All three panelists reported feeling pushback from retailers due to market saturation. Still, they said, lack of novelty isn’t a reason to abandon the concept—just to be picky. Not everything from the web works, they cautioned. “It takes more art and timing to get it right than you might think,” Mulligan said.
The three panelists were also unanimous in calibrating authorial expectations, warning would-be bloggers that not every webmaster receives a huge payday for publication. There’s a huge range of advances paid, Kate Lee said, clarifying that figures are easily inflated since that the books most talked about “have had high-profile, mid-six-figure advances and have worked.”
“It comes down to really good editing and keeping a sharp eye out,” she added.
The beauty of mining the web for content is, of course, the built-in audience. The danger is inextricably tied to that same fact: how does one cull content that remains authentic enough to the sensibility of the website while simultaneously being “new” enough to attract a print audience?
Much of that depends on the author, Sulay said. The most desirable combination is an author who is tech-savvy and knows their category, but is malleable. They can’t be so married to their content and design that they will be resistant to the benefits a traditional publisher brings to the table.
Publishers are also seeking authors who will continue to push their product, Sulay added. “When you write a book, that’s not the end,” she said in a sentiment echoed in multiple venues at DBW2010. “You really have to be out there to promote it.”
Particularly with crowd-sourced web books, part of an author’s promotion involves the community that made them a hit in the first place. “What they have done is nurture a community,” Mulligan said. “If we can capture just a portion of that in a bookstore, those are big numbers to publishers.”
FIVE TIPS TO GO FROM BLOG TO BOOK
Think your blog can be the next bestseller? Here are some tips for aspiring writers:
- Consider your category.

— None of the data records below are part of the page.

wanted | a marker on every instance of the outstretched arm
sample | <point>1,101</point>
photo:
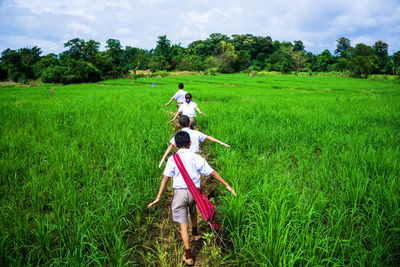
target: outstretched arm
<point>219,179</point>
<point>165,155</point>
<point>201,113</point>
<point>166,104</point>
<point>176,115</point>
<point>217,141</point>
<point>162,188</point>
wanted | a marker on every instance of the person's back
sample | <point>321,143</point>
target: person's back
<point>183,202</point>
<point>195,136</point>
<point>179,96</point>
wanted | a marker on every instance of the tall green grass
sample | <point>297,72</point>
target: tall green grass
<point>314,160</point>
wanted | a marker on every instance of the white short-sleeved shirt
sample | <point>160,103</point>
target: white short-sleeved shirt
<point>188,109</point>
<point>195,137</point>
<point>194,165</point>
<point>180,96</point>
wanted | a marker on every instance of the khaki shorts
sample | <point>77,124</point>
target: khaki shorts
<point>182,200</point>
<point>193,122</point>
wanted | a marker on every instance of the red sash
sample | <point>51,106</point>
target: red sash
<point>206,208</point>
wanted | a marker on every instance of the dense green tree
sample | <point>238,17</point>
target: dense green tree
<point>396,63</point>
<point>226,57</point>
<point>90,51</point>
<point>343,47</point>
<point>298,46</point>
<point>45,62</point>
<point>363,60</point>
<point>281,60</point>
<point>324,61</point>
<point>243,60</point>
<point>163,48</point>
<point>114,50</point>
<point>19,63</point>
<point>383,59</point>
<point>76,47</point>
<point>299,60</point>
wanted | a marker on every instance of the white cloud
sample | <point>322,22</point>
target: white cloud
<point>317,23</point>
<point>124,31</point>
<point>79,28</point>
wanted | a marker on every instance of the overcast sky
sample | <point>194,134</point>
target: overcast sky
<point>318,23</point>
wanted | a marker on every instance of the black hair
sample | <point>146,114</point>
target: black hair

The web is a goldmine for humor writers in particular. “If you’re funny and your voice is unique, people will come to it,” said Mulligan.
- Pay heed to tradition even in a digital environment. The best way to catch the attention of an agent or editor? “A good, old-fashioned, well-written query,” said Lee. “There’s really no substitute for that.”
- Think ahead. In standard publishing contracts, the burden of obtaining permissions for reprinted material falls on the author. For sites dependent upon reader submissions, do yourself a favor and have readers surrender rights to their content prior to posting, as TextsfromLastNight.com smartly does at sign-up.
- Don’t show all your cards. Added value is essential to publishers, as they don’t want to reproduce what is already available for free online. Be mindful from the outset about holding back some add-ons that might work best for the book.
- Show you can drive traffic. If a blog launches in the forest, does it make a sound? Great content will only get you halfway. Focus on links from other websites, as they act as a kind of endorsement and quality control, demonstrating your proven ability to promote.
The main challenge blog-to-book projects must over come is the initial question: Why even bother to make a website into a book.
It’s simple: When it’s a website, said Mulligan, “you can’t give it to someone as a gift.”